Closed janvainer closed 4 years ago

janvainer commented 4 years ago

Hi, thank you for this amazing idea. It is really nice :). I was wondering if it would be possible to replace the WaveGlow model by some more expressive flow, for example by autoregressive WaveNetor WaveFlow? In WaveGlow, the audio/spectrograms are directly encoded into samples from some gaussian distributions and an external encoder can be used to evaluate likelihood of the sample. WaveNet instead does a scale + shift transformation of a standard normal distribution based on previous audio timesteps. The use of a model such as WaveFlow/WaveNet could boost expressivenes of the system and lower the number of necessary params, but I was not yet able to figure out how it could be integrated in your framework. Did you consider similar options when you wrote the paper?

jaywalnut310 commented 4 years ago

You can use autoregressive flows such as WaveFlow or WaveNet as vocoders of Glow-TTS. WaveFlow and WaveNets are both conditioned by input mel-spectrograms. Therefore, you can predict a mel-spectrogram through Glow-TTS, and then feed it into those models. Actually there was a discussion about how to integrate Tacotron 2 and WaveNet (https://github.com/NVIDIA/tacotron2/issues/52), which could be applied to Glow-TTS. The point was the preprocessing for mel-spectrograms of both models should be same.

My concern is that fast sampling speed of Glow-TTS would become useless, because autoregressive vocoders are significantly slow at inference compared to our model. Despite of the slow speed, it is reasonable if high quality audio is what you really want.

janvainer commented 4 years ago

@jaywalnut310 Thanks for response :). It is clear to me that it i possible to use different vocoders. But what I mean is a bit different. Could the Glow model that transforms the latent variables to spectrograms be replaced by eg. WaveFlow or a Gaussian WaveNet? The process would still be very similar, but the latent variables from text encoder would be transformed into spectrograms with an autoregressive flow instead. I was also wondering, did you by any chance experiment with transforming the latent space directly to waveforms instead to spectrograms? The WaveGlow model could be capable of this. It would make the model truly end to end (if we do not count the grapheme-to-phoneme transformation), because no vocoder would be needed.

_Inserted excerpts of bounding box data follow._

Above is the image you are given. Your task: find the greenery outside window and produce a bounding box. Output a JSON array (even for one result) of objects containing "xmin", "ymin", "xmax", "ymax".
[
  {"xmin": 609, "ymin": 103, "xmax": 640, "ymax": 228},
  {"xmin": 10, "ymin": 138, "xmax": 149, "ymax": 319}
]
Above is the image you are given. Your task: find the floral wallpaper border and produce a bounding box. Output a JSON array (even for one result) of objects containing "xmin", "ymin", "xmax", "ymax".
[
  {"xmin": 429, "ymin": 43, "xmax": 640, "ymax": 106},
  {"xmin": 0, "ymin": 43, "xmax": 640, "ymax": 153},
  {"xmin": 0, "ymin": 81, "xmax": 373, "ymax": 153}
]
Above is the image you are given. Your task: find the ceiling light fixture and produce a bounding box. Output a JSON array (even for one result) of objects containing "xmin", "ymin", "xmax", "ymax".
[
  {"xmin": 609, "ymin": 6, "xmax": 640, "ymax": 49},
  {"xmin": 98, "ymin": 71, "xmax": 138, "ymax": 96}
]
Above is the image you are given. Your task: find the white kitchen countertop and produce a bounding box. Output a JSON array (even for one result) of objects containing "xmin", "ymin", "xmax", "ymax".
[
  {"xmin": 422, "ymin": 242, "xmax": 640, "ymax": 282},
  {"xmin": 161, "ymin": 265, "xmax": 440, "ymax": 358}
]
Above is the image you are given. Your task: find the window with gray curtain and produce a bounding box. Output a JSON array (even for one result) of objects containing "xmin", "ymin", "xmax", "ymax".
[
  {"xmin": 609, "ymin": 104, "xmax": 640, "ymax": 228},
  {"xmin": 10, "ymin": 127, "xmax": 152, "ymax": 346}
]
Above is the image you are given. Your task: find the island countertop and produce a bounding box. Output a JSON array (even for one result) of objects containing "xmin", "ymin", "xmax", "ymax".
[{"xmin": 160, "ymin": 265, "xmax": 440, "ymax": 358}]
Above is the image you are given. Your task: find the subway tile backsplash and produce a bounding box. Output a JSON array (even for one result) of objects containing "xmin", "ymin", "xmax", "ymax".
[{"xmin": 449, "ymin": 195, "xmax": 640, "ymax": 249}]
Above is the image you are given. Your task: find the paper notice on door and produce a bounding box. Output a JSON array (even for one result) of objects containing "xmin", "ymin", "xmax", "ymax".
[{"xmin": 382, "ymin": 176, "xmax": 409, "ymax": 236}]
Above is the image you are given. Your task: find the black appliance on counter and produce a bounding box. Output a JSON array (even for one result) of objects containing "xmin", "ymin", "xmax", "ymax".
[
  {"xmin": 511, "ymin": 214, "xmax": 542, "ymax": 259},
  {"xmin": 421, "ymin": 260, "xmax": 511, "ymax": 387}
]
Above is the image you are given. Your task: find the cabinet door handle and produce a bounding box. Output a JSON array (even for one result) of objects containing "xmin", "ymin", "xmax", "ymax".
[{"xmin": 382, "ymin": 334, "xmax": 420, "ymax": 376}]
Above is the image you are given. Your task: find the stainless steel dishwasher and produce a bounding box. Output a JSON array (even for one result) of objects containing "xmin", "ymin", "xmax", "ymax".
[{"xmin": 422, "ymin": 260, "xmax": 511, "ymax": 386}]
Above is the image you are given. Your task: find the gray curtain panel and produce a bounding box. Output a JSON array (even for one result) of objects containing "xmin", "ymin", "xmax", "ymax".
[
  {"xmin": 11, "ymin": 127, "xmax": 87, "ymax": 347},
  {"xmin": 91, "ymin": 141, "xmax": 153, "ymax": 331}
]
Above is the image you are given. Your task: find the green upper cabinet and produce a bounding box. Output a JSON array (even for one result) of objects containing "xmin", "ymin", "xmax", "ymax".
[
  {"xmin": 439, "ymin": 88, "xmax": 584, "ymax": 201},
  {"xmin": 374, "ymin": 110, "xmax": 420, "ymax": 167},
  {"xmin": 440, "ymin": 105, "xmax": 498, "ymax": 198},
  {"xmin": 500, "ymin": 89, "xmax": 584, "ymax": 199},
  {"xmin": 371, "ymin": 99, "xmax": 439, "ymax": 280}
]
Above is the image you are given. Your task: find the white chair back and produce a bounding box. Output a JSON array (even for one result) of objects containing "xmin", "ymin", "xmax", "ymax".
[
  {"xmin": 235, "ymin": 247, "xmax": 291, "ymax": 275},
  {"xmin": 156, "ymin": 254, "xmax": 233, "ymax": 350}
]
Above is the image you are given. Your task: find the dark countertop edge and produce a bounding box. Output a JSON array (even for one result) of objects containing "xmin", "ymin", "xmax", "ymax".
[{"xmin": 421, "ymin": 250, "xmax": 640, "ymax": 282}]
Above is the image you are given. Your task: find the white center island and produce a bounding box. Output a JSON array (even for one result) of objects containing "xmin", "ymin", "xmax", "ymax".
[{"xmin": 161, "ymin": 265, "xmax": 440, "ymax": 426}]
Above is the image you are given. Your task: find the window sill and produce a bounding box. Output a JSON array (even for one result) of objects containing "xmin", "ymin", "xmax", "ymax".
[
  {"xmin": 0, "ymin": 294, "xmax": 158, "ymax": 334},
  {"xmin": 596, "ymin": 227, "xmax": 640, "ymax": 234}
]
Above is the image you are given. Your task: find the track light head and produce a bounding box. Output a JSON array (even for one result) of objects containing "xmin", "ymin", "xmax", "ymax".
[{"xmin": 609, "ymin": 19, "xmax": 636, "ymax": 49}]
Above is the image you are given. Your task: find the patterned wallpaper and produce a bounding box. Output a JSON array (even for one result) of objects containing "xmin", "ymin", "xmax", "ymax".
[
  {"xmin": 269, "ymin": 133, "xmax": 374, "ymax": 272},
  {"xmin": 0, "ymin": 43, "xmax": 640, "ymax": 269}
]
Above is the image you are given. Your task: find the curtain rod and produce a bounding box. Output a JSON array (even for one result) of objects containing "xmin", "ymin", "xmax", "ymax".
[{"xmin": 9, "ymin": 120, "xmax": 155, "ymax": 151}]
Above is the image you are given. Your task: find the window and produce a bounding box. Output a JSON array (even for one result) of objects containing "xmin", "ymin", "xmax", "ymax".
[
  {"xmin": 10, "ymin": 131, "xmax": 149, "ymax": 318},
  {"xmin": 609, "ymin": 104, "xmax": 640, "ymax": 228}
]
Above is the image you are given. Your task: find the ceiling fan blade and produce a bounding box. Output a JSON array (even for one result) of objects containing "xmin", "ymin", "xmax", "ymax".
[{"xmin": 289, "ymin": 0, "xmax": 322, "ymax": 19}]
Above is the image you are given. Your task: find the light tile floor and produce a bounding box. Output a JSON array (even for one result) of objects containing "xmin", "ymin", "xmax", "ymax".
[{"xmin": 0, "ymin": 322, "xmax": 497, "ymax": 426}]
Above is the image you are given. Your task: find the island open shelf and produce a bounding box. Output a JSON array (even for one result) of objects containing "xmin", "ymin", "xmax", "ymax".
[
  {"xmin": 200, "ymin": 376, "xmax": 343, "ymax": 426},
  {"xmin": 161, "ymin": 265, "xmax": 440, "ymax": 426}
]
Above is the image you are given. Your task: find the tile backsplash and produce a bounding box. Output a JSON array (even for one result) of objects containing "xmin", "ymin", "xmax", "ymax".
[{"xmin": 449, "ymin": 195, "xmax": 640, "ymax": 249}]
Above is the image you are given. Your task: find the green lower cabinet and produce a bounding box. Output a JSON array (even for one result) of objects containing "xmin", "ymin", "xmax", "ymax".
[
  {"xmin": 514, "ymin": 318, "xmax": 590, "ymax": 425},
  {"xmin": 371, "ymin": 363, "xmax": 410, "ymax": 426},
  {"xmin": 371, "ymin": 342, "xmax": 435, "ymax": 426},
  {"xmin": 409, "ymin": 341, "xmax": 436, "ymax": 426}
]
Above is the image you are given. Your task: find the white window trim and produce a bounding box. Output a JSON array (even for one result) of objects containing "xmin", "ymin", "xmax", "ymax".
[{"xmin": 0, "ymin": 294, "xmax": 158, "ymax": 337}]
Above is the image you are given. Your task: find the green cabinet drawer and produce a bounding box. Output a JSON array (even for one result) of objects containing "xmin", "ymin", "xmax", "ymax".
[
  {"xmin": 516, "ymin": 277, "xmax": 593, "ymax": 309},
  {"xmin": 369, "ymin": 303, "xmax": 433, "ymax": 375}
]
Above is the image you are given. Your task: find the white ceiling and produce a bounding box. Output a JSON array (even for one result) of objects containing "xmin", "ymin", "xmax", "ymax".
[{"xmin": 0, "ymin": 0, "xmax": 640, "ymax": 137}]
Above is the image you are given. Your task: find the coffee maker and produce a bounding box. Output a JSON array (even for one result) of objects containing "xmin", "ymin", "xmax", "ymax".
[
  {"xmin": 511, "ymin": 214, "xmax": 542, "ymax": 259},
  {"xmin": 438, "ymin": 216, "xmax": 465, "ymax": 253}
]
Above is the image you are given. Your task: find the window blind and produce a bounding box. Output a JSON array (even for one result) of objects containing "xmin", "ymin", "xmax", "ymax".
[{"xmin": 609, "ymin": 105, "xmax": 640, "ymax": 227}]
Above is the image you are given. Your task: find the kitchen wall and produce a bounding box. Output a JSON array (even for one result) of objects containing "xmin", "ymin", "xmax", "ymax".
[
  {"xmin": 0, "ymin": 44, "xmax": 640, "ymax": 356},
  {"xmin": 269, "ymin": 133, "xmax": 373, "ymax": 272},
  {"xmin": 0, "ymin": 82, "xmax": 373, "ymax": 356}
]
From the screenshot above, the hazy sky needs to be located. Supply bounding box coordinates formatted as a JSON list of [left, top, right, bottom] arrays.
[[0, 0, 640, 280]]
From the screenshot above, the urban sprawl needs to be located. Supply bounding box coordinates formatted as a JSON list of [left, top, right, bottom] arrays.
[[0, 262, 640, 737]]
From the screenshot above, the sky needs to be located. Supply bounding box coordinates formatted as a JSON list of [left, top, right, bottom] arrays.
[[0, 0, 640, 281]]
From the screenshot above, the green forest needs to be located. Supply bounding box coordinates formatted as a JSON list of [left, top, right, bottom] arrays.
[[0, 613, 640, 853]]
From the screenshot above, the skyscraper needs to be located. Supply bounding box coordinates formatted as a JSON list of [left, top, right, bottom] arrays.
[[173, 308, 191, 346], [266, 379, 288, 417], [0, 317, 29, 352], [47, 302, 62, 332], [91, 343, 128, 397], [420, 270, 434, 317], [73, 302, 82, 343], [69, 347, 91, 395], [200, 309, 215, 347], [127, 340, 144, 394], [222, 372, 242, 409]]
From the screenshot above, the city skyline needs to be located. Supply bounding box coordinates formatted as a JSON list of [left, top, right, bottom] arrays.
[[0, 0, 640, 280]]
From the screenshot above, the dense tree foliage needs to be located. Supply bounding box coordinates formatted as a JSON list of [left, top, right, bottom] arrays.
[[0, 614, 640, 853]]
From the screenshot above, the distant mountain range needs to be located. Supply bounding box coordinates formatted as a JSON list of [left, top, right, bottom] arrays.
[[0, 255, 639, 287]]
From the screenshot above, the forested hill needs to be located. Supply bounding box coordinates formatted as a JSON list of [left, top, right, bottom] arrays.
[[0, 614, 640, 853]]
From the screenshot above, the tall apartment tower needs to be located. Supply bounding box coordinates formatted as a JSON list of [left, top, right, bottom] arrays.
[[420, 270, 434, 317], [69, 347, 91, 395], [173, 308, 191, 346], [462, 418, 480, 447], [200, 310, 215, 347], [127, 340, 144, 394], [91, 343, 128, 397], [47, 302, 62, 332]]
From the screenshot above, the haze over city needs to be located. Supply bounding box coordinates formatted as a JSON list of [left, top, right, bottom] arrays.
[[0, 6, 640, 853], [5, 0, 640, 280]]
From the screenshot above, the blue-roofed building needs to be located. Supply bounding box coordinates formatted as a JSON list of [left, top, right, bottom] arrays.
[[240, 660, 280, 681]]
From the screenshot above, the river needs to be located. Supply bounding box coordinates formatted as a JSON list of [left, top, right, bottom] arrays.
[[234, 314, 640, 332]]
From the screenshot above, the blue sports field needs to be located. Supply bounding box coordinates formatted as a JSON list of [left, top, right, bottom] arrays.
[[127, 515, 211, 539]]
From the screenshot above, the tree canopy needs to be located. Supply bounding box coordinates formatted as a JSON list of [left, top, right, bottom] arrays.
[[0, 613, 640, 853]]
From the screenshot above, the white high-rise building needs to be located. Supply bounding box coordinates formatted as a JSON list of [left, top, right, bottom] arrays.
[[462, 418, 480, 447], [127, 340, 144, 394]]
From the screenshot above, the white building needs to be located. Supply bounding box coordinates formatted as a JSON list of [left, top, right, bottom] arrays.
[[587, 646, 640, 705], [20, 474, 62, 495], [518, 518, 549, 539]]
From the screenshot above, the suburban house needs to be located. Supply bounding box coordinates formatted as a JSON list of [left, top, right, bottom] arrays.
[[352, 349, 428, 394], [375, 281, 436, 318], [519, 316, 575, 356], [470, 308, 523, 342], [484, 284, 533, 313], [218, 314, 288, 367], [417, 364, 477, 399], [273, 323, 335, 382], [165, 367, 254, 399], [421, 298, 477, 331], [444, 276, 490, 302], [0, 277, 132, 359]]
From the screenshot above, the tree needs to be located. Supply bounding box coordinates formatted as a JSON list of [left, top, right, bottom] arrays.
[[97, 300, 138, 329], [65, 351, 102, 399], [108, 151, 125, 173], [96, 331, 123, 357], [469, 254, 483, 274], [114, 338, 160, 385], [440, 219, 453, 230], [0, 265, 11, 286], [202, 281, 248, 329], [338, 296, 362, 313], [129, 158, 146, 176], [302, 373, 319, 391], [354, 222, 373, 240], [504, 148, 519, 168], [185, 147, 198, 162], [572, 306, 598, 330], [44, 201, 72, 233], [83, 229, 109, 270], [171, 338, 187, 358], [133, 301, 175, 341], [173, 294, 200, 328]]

jaywalnut310 commented 4 years ago

TLDR: That is up to you: 1) learned prior distribution without conditioning on vocoders as Glow-TTS or 2) standard normal prior distribution with conditioning on vocoders as Flowtron.

@LordOfLuck Oh sorry, now I understand what you meant.

Although I haven't tried text-to-wave (is that right?) experiments, I think it sounds reasonable! Conceptually, any audio representation such as raw waveforms and mel-spectrograms can be generated from latent variables from text encoder.

So my answers are: 1) Yes, I think it can be trained in end-to-end with powerful vocoders as you mentioned. 2) But you cannot use local conditioning layers in those vocoder; you can only train the prior distribution from text encoder with monotonic alignment search.

So, I hope you make progress on Glow-TTS though :), I think the Flowtron work (https://github.com/NVIDIA/flowtron) would be more familiar with you for that end-to-end learning case. It also uses standard normal distribution as a prior distribution.

janvainer commented 4 years ago

Thanks! Especially for the Flowtron reference. They are pretty much doing what I meant except that they do the local conditioning on text via attention, while with GlowTTS the text conditioning would be done as you said with the trainable priors. :) I like the trainiable prior idea, it is similar to how the original Glow model can be conditioned on predicted classes.

Will see if the direct text to wave approach would work. it would be nice because there would be no need for external alignments required eg in ParallelWaveNet, ClariNet and other text-to-wav models.

jaywalnut310 commented 4 years ago

Yes, I love your idea, and also love to see how future studies will tackle into "real" end-to-end training! Closing the issue at this point.